Thursday, 30 March 2017


What a few weeks since my last blog! Words are barely enough and yet here I go. 

I was writing to a deadline. A book to enter into a competition. The style was influenced by a novel who's title I could recall but not its author. How remiss of me. I went online. I got side tracked and spent hours looking into everything apart from what I was looking for. All extremely interesting though. I gave that up and went back to the writing of the last couple of chapters. It wasn't working out. I decided I needed a complete break. I took a five day break. No writing. Definitely no technology. And so it was. No emails. No blank screen beckoning me. No guilt trips over the looming deadline. No Fb friends telling me about their dogs and gardens and grandkids and holidays and, in some cases, their writing successes, the latter always giving me pleasure even if they are only friends via Facebook.

The days were a lovely mix of museums, art galleries, book launches, visiting friends (real ones), the spraying of every perfume from every counter in the Department Store, eating food not generally eaten, drinking coffee too often drank and simply loafing about, watching and listening to perfect strangers. Everything digested with gusto, for perhaps future use in a story.

Then a few hours drive home in the rain. The deadline meant picking up from where I'd left off. It was not easy. I had all this other stuff' now in my mind, none of it remotely attached to, or useful for, the story I was working on. The words came slowly. The clock ticked. The rains turned into floods. Roads impassable. I had to finish and send off the manuscript. Luckily it was to be emailed. But then gale force winds arrived with even heavier rain. There was talk on the radio of trees down, possible blackouts. How to email without power  to my computer! I worked into the night. The deadline grew closer. Will there be time. Will these last rushed chapters be good enough.

The river rose. The trees bent wildly in the growing wind. It was now or never. A decision had to be made. I opened my emails. I sent off the completed draft of the manuscript. An email was pinged back. The submission had been received. I more or less fell in a heap, feeling the need for another five day break. No way out. All roads out flooded. Time for coffee, an early Easter Bun and a big deep breathe. Words can't express totally how I felt. Good is pretty close.

Thursday, 9 March 2017

Do Holidays Ever Go Away?

When I asked the question whether holidays ever go away a friend replied, "Which holidays?" A fair enough question when you consider how many of them there are. Not just the annual 2-4 weeks break from work but the others given as religious or national days, which somehow generally manage to include a long weekend. When I was younger and working full time those extra days of holiday were very welcome  and the 4 week break was a time of freedom from routine and sometimes the boredom of a regular job. Things have changed a fair bit over the past decade or so. Long weekend holidays are still enjoyed by most people , although the service industries we so rely on do sometimes miss out, but they become even more important for those who are expected to work ever longer hours, often for no extra pay, and for those with temporary or casual work who can spend  as much time travelling to and from work as the hours they get paid for.

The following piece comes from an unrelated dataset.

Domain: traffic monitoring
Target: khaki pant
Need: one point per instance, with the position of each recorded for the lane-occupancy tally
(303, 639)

So, as a writer, no longer having a 'normal' job I realise how lucky I am. I can spend weeks writing, without a break or I can take a big break whenever I want. Unless there is a specific time put aside related to my writing I can shut down the computer, hide my pencil and pad and even close my mind to anything related to what I am currently writing. When there is no deadline I can spread my work over days, weeks, months, even years, if it does not affect my income or my status. So yes, I am lucky to be at a stage where I can more or less take a holiday when I like. Mostly they are breaks of a few days but I could, if motivated, take more. I can simply end this sentence and not write another one until I feel I need to. This can be a few hours later or..whenever.

This is the theory! In practice my mind, my imagination, my need to tell the story, dominates my desire for holidays, in what ever form they come. If a character nags at me to get on with the story then I continue. If I am pushed into describing a scene that very moment then I must. If my heart prods my mind along to revisit a chapter then I do. Under these circumstances I continue working and a break goes off the radar. Yet, in spite of those 'pressures' I know that I can work at my own pace. I can select the times I work or do not.

So do my holidays ever go away? Certainly not. The ones I have had remain as memories to savour.   The ones I have to come are ones that excite me with the visions I have of where they will be and what they will be. Of course, they can also be a great source for the backdrop to a
story. Holidays need to be around forever. Otherwise we might all go stir crazy. There is a fundamental need for all  humans to refresh both body and mind. It makes us better people. Long may holidays reign, no matter what the global corporations or politicians, who receive very generous holidays, say!